Porquê?
Quando espreito por um telescópio e observo uma galáxia distante, nunca vejo imagens semelhantes às maravilhosas fotografias coloridas obtidas com o Telescópio Espacial Hubble e outros grandes telescópios na superfície da Terra. Salvo raríssimas excepções, nunca vejo cores, e os detalhes finos que vejo nas fotos transformam-se num objecto débil e difuso na ocular. Mas então, porque gosto eu de observar o céu nocturno com um telescópio? Porque gosto eu daqueles objectos débeis e difusos? Porque não me contento em ficar no conforto do meu lar a folhear os livros de fotografias, em vez de passar noites inteiras ao relento?

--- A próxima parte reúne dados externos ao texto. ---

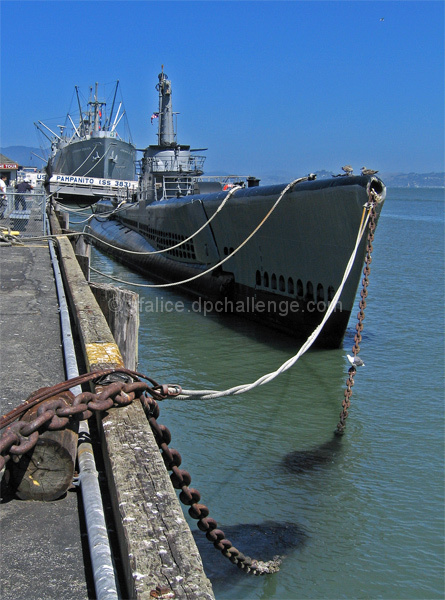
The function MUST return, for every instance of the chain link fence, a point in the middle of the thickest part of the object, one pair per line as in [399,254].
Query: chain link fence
[23,212]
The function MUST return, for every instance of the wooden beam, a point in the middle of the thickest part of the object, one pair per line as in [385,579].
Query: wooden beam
[121,311]
[157,547]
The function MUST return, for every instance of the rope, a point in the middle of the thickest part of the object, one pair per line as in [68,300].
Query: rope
[181,243]
[213,267]
[240,389]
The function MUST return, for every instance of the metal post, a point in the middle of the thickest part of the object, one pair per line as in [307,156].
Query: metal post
[103,570]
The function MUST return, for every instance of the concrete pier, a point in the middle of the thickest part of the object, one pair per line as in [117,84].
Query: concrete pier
[44,546]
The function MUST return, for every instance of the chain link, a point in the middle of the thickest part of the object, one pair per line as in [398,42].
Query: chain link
[191,497]
[346,403]
[59,407]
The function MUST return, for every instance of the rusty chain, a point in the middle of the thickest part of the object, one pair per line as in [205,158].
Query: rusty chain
[58,406]
[346,403]
[191,497]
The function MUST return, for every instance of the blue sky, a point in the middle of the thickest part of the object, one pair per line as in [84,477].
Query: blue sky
[269,87]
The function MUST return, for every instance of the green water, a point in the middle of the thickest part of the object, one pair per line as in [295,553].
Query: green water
[368,520]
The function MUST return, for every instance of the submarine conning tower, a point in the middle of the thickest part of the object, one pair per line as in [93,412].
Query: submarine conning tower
[166,133]
[168,168]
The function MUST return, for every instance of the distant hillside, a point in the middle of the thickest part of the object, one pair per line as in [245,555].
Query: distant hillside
[23,155]
[414,179]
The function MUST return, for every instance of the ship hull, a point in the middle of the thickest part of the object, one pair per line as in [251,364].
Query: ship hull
[95,157]
[284,277]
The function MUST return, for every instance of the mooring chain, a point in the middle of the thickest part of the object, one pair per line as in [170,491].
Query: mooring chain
[346,403]
[191,497]
[58,407]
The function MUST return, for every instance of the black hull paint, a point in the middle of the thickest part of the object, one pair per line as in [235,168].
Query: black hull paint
[218,292]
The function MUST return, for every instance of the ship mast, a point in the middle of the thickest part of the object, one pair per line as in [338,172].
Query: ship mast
[166,133]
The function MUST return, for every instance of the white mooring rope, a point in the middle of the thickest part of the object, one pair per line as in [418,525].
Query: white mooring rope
[241,389]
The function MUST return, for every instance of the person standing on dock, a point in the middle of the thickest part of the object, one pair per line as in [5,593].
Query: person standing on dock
[22,187]
[3,200]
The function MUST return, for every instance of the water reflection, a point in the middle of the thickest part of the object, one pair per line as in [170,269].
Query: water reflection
[301,461]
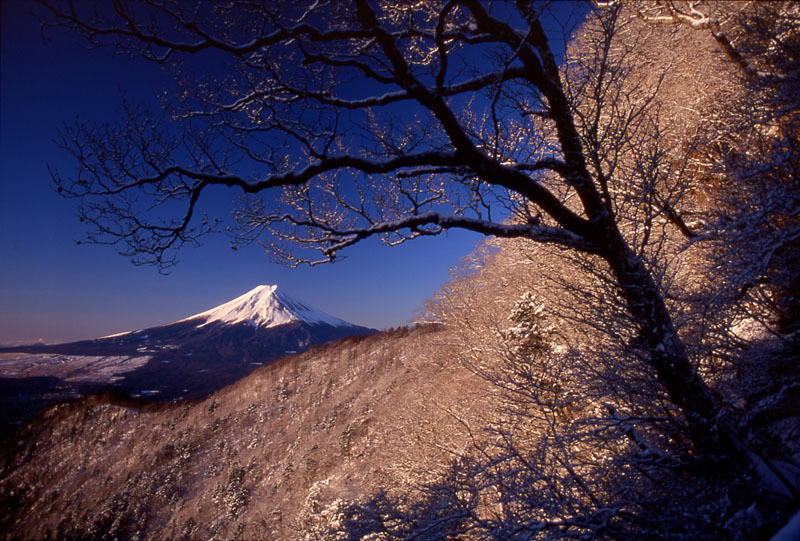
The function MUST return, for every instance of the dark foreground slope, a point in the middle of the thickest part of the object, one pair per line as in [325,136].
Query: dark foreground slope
[259,459]
[176,361]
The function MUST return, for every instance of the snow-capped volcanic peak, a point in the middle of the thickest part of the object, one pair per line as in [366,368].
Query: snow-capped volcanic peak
[265,307]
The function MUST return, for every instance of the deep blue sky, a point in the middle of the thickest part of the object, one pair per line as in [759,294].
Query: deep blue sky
[55,290]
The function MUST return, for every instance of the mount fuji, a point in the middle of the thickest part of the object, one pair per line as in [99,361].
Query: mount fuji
[189,358]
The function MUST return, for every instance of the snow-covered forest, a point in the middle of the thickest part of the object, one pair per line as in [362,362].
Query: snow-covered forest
[618,360]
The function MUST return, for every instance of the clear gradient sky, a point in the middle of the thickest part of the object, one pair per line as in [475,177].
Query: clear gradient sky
[54,290]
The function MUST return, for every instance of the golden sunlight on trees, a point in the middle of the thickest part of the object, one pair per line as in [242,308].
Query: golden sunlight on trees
[622,166]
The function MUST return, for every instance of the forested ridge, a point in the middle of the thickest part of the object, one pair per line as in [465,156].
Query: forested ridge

Porque sempre que espreito pela ocular e vejo uma destas galáxias longínquas lembro-me que, para poder vê-las, um fotão gerado numa reacção nuclear numa das suas milhares de milhões de estrelas viajou durante milhares de anos no interior da estrela, desde o seu núcleo até à sua fotosfera. Enfraquecido, menos energético, depois de tal viagem épica, o fotão teve ainda a energia suficiente para encetar uma nova viagem de milhões de anos através do espaço intergaláctico, talvez o mais perfeito e frio dos vácuos, até atingir a Via Láctea e depois atravessá-la até atingir a Terra, num dos braços espirais da galáxia, na sua periferia. Aqui chegado, num último esforço, atravessou a atmosfera turbulenta do planeta, um verniz que o envolve com apenas uma dúzia de quilómetros, entrou no telescópio, atravessou a ocular e excitou uma das células sensíveis à luz na minha retina. Por fim, o meu cérebro recebeu um minúsculo impulso eléctrico que traduziu num sentimento, um sentimento a que chamamos “deslumbramento”.